The closures were revealed in a CVA proposal today, on which creditors will vote on August 31.

The CVA follows the sale of Homebase for £1 to restructuring specialist Hilco in May.


Homebase has already cut 300 head office jobs

Only two years ago, Australian giant Wesfarmers paid £340m for Homebase, which it intended to convert to its Bunnings fascia. However, the business was brought low by mismanagement as Wesfarmers immediately ousted Homebase’s UK leadership team and replaced it with its own executives, and abandoned popular lines such as home furnishings.

Homebase said today its performance and profitability “declined significantly under the previous ownership over the last two years”, on top of which it is confronting “an extremely challenging retail trading environment reflecting weak consumer confidence and reduced consumer spending”.

The retailer said its store portfolio mix is no longer viable because rental costs are unsustainable and many stores are loss making, but that a CVA would enable it to cut costs and create “a stable platform” for a turnaround.

Chief executive Damian McGloughlin said: “Launching a CVA has been a difficult decision and one that we have not taken lightly.

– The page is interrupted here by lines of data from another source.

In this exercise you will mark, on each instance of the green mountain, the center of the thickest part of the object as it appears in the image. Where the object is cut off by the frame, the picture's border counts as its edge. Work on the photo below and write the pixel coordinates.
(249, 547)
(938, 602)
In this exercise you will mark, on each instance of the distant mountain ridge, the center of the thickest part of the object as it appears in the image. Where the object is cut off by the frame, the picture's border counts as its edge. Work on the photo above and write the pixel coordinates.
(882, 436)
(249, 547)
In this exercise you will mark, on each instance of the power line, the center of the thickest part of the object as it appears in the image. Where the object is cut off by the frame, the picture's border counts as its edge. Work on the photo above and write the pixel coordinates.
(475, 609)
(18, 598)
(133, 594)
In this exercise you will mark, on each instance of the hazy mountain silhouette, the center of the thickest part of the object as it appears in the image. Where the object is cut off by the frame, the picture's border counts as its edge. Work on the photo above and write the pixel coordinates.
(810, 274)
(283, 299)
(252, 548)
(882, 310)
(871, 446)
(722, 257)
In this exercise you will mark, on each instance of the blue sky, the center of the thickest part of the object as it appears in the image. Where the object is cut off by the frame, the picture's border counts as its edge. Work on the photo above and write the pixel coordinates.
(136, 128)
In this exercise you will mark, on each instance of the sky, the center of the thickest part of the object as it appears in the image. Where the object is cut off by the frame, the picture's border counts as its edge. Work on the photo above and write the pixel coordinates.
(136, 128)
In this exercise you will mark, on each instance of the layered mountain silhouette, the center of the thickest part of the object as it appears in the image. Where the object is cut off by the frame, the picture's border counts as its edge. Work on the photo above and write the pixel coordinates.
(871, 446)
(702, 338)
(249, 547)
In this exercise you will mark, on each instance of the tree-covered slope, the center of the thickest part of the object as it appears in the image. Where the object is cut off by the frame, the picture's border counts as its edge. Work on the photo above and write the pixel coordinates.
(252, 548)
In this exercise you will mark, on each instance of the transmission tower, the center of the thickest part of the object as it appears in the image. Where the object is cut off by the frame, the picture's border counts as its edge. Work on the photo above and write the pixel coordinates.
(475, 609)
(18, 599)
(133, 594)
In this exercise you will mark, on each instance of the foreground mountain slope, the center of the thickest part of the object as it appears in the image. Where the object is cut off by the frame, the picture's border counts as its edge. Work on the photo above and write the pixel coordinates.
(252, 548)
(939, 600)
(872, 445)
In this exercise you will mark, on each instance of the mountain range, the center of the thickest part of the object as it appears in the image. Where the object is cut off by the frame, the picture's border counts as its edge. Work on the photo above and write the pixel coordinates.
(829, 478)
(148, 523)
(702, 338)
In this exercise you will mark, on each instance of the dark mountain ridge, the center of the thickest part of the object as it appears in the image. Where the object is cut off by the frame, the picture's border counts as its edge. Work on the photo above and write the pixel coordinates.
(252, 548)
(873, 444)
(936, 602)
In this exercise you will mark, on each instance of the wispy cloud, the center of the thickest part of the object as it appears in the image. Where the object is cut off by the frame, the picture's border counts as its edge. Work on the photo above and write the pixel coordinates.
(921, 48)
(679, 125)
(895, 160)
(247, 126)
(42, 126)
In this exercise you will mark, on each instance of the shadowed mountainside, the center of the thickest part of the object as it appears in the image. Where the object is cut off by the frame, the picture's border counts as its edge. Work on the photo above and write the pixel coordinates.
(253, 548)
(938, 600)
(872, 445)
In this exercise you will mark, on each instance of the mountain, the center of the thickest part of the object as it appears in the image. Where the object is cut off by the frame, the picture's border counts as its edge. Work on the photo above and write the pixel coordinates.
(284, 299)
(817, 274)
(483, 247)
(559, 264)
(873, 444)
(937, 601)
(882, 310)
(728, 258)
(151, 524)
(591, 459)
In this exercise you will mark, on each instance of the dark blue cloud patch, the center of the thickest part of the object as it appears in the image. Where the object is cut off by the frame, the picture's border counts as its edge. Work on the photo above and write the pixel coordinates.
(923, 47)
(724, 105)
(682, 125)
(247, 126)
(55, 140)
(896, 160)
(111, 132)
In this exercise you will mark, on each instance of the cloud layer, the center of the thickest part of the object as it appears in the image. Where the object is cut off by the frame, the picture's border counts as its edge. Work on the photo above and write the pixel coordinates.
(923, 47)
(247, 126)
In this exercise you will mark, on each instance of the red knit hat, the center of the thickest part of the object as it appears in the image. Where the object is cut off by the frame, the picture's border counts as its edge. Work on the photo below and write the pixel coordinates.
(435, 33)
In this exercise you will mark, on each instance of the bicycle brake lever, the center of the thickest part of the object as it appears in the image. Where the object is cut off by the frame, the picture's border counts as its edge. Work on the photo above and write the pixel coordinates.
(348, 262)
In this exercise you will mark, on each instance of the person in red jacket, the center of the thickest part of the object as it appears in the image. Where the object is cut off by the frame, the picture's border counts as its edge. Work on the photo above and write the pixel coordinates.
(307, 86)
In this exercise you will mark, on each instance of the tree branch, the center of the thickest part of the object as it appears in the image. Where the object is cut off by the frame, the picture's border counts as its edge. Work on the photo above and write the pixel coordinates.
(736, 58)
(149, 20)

Homebase has been one of the most recognisable retail brands for almost 40 years, but the reality is we need to continue to take decisive action to address the underperformance of the business and deal with the burden of our cost base, as well as to protect thousands of jobs.

“The CVA is therefore an essential measure for the business to take and will enable us to refocus our operations and rebuild our offer for the years ahead.”

CVAs, particularly House of Fraser’s, have proved controversial among landlords.

However, British Property Federation assistant director of real estate policy Stephanie Pollitt said of Homebase’s plans: “These situations are never easy as property owners need to take into consideration the impact on their investors, including those protecting their investors’ pensioners’ savings, as they vote on the CVA proposal.

“Homebase and [adviser] Alvarez & Marsal have, however, demonstrated best practice, engaging with the BPF in the process and therefore ensuring property owners’ interests have been properly taken into account.

“Ultimately, it will be for individual property owners to decide how they will vote on the CVA, but the proposal has sought to find a solution that provides a sustainable future for Homebase.”

The 42 stores are expected to close in late 2018 and early 2019. The retailer said that “every effort will be made to redeploy team members within the business where possible”.

In June, Homebase, which has 241 shops and 11,000 employees, cut 300 head office jobs – about a third of the workforce there.

Homebase’s CVA plans come at a tough time for DIY retail in general. Last month, Wickes’ parent company Travis Perkins took a hit to profits and launched a business review after its DIY division was hit by tough trading conditions and bad weather.

On Thursday, Kingfisher, owner of market leader B&Q, will update on its second-quarter trading.

Homebase store closures

  • Aberdeen Bridge of Don
  • Aberdeen Portlethen
  • Aylesbury
  • Bedford St Johns
  • Bradford
  • Brentford
  • Bristol
  • Canterbury
  • Cardiff Newport Road
  • Croydon Purley Way
  • Droitwich
  • Dublin Fonthill
  • Dublin Naas Road
  • Dundee
  • East Kilbride
  • Exeter
  • Gateshead
  • Grantham
  • Greenock
  • Hawick
  • Inverness
  • Ipswich
  • Limerick
  • London Merton
  • London New Southgate
  • London Wimbledon
  • Macclesfield
  • Oxford Botley Road
  • Peterborough
  • Pollokshaws
  • Poole Tower Park
  • Robroyston
  • Salisbury
  • Seven Kings
  • Solihull
  • Southampton Hedge End
  • Southend
  • Stirling
  • Swindon Drakes Way
  • Swindon Orbital
  • Warrington
  • Whitby

This story was updated at 12.50pm following formal confirmation of plans to proceed with a CVA.